If audience tracking surveys are correct, “Sex and the City 2” will become the very first chick flick — sorry, female-driven movie — to come in at No. 1 over the Memorial Day weekend. The first “Sex and the City” opened on May 30, 2008 — the weekend after Memorial Day — to a surprisingly robust $57 million. Forecasters are predicting the new flick, which opened last midnight, will collect somewhere in the mid-80 millions by the end of the day on Monday, with a four-day gross in the mid-60s.
This would be despite many mocking reviews, though the tally at Rotten Tomatoes, in the single-digits yesterday, today climbed to 17 percent positive reviews (10 percent among top critics). Most prominent among them is the 2.5 star (out of four) notice by the venerable Carrie Rickey at the Philadelphia Inquirer. She calls it “a champagne cocktail on a runaway train — fizzy, sparkly, giddy-making, and splashing all over the place.” My colleague Kyle Smith dismissed it with one star in a withering pan published yesterday.
Over at Metacritic, which converts reviews mostly from us dead-trees types to a 100-point scale, “SATC 2” is averaging a 33. The biggest booster listed there is one Gail Pennington of the St. Louis Post-Dispatch, with 75 points (3 stars out of four). “Sex and the City 2 will never be compared to “The Godfather, Part II,.’ ‘ she writes almost apologetically. “But it’s everything a fan could want in a sequel.”
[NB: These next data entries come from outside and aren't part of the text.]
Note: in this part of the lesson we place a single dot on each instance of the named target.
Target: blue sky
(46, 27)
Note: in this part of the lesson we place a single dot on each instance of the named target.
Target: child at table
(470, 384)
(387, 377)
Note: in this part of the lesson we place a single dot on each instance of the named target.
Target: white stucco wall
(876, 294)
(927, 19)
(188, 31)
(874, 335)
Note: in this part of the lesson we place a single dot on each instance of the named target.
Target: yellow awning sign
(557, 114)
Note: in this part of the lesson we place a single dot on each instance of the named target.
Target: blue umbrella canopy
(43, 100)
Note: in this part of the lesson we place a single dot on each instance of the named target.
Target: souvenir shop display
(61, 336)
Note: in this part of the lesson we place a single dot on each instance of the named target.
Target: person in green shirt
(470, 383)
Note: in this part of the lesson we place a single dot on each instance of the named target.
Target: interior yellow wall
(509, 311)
“SATC 2” is going up against Disney and Jerry Bruckheimer’s video-game spinoff “Prince of Persia: The Sands of Time,” which got off to a rocky $18 million start last weekend when it opened overseas in 19 different countries. Reviews are running 50 percent favorable at Rotten Tomatoes; my two-star notice will be up on Friday. Expectations are for a four-day haul in the mid-40s, or about $20M behind those “SATC 2” ladies.
If predictions materialize, Carrie and Co.’s latest adventure would also be the top grossing R-rated film ever to open over Memorial Day weekend by a wide measure. That record has been held since 1993 by the Sylvester Stallone vehicle “Cliffhanger” with $20.5M. And the previous top-grossing chick flick bowing over the frame? Miss Julia Roberts in “Notting Hill,” which collected $27.7 million back in 1999, a very distant No. 2 to “Star Wars Episode I: The Phantom Menace.”